Last September 15th, as a fight among Bowie State roommates escalated into a stabbing and a death, Latanya Johnson was on the phone with her daughter. She was in the room.
Johnson says she panicked. She didn’t know what happened and heard a bunch of screams.
She rushed to the school even as paramedics struggled to save a dying Dominique Frazier. Later police would charge another student, Alexis Simpson, with murder. Johnson says her own daughter has never been the same.
“It was her best friend,” she says. “She saw everything . She saw everything from initial fighting to when it happened.”
After her daughter calmed down and gave police reports, she never went back.
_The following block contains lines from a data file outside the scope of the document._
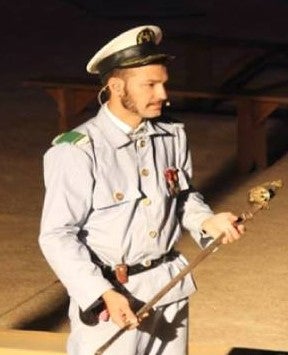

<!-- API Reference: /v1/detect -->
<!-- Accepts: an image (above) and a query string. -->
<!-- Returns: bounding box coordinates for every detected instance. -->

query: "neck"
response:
[107,100,143,129]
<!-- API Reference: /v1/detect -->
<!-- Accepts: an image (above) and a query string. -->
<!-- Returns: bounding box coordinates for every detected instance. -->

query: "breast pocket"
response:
[93,184,142,210]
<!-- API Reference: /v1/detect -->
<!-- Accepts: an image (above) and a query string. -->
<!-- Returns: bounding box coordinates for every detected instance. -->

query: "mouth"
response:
[148,101,163,110]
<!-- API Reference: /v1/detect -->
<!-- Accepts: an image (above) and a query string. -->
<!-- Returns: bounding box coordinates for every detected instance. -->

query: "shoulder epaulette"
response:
[52,131,89,145]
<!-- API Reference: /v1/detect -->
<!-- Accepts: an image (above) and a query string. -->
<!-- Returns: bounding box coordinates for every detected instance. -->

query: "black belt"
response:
[79,249,180,326]
[88,248,180,279]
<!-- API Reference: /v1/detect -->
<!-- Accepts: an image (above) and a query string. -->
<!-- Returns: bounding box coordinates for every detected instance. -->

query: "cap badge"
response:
[136,28,156,44]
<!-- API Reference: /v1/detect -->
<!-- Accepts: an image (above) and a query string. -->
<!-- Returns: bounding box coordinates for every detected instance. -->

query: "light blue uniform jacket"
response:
[39,108,212,310]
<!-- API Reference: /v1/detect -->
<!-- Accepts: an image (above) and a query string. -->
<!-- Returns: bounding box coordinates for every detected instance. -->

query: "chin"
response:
[144,110,162,118]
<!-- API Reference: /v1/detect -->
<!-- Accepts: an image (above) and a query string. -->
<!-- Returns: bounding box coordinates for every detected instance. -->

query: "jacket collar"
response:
[93,107,171,149]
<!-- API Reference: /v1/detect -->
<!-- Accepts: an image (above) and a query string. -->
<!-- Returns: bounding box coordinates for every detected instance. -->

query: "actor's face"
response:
[121,64,168,118]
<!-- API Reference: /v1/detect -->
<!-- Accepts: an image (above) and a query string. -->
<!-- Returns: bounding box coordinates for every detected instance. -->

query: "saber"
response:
[95,180,283,355]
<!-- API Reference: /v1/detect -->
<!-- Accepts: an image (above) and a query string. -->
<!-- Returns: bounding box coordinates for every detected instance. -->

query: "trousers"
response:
[67,298,188,355]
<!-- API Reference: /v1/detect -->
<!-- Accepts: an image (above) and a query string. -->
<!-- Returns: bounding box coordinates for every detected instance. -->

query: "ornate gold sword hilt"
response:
[236,179,283,223]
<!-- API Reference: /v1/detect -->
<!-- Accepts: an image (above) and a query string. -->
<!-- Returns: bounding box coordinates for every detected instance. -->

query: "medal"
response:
[164,168,180,197]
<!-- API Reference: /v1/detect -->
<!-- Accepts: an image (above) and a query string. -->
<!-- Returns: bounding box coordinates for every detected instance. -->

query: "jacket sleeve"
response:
[39,144,112,310]
[177,126,213,248]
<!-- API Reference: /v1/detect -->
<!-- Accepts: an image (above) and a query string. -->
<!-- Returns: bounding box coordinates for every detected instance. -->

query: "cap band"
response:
[98,42,170,75]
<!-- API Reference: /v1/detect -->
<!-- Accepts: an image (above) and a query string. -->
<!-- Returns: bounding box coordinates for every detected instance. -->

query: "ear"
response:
[108,77,124,96]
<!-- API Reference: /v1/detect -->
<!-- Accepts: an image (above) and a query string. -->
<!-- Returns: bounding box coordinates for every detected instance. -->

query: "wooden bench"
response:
[24,79,288,173]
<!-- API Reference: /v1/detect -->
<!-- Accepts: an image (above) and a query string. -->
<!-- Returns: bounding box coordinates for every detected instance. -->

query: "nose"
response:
[157,84,168,101]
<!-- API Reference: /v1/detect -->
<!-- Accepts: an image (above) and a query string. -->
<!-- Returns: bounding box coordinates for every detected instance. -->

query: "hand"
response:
[202,212,245,244]
[102,290,139,329]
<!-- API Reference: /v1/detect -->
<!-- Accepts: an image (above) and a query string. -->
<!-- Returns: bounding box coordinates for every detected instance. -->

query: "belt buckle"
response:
[141,259,152,267]
[115,264,128,284]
Johnson says her frustration with Bowie State started not long after. Her daughter, who wants to remain anonymous, says there is no way she can go back to the campus, but the school she says won’t pay for psychological counseling unless she is a student.
And then, even though her daughter left school just two weeks into the fall semester, she got this bill from Bowie for $3,048 that is due Wednesday. Johnson calls Bowie administrators heartless.
“I want a zero balance,” she says. “My daughter has gone through enough. It wasn't her fault and it was a tragic incident, but she is a victim as well. They treated us like step children they didn't care.”
Bowie State issued this statement: (The student) elected to withdraw from the university after the incident and that she and her family were advised that they would still incur a financial obligation.
While she was still a student, however, our counseling and student affairs staff met with her to offer comfort and psychological support, particularly because of her close proximity to the incident.
The university was greatly concerned about the well-being of all our students following the tragic event and made very effort to provide support services to help them deal with the emotional distress it caused.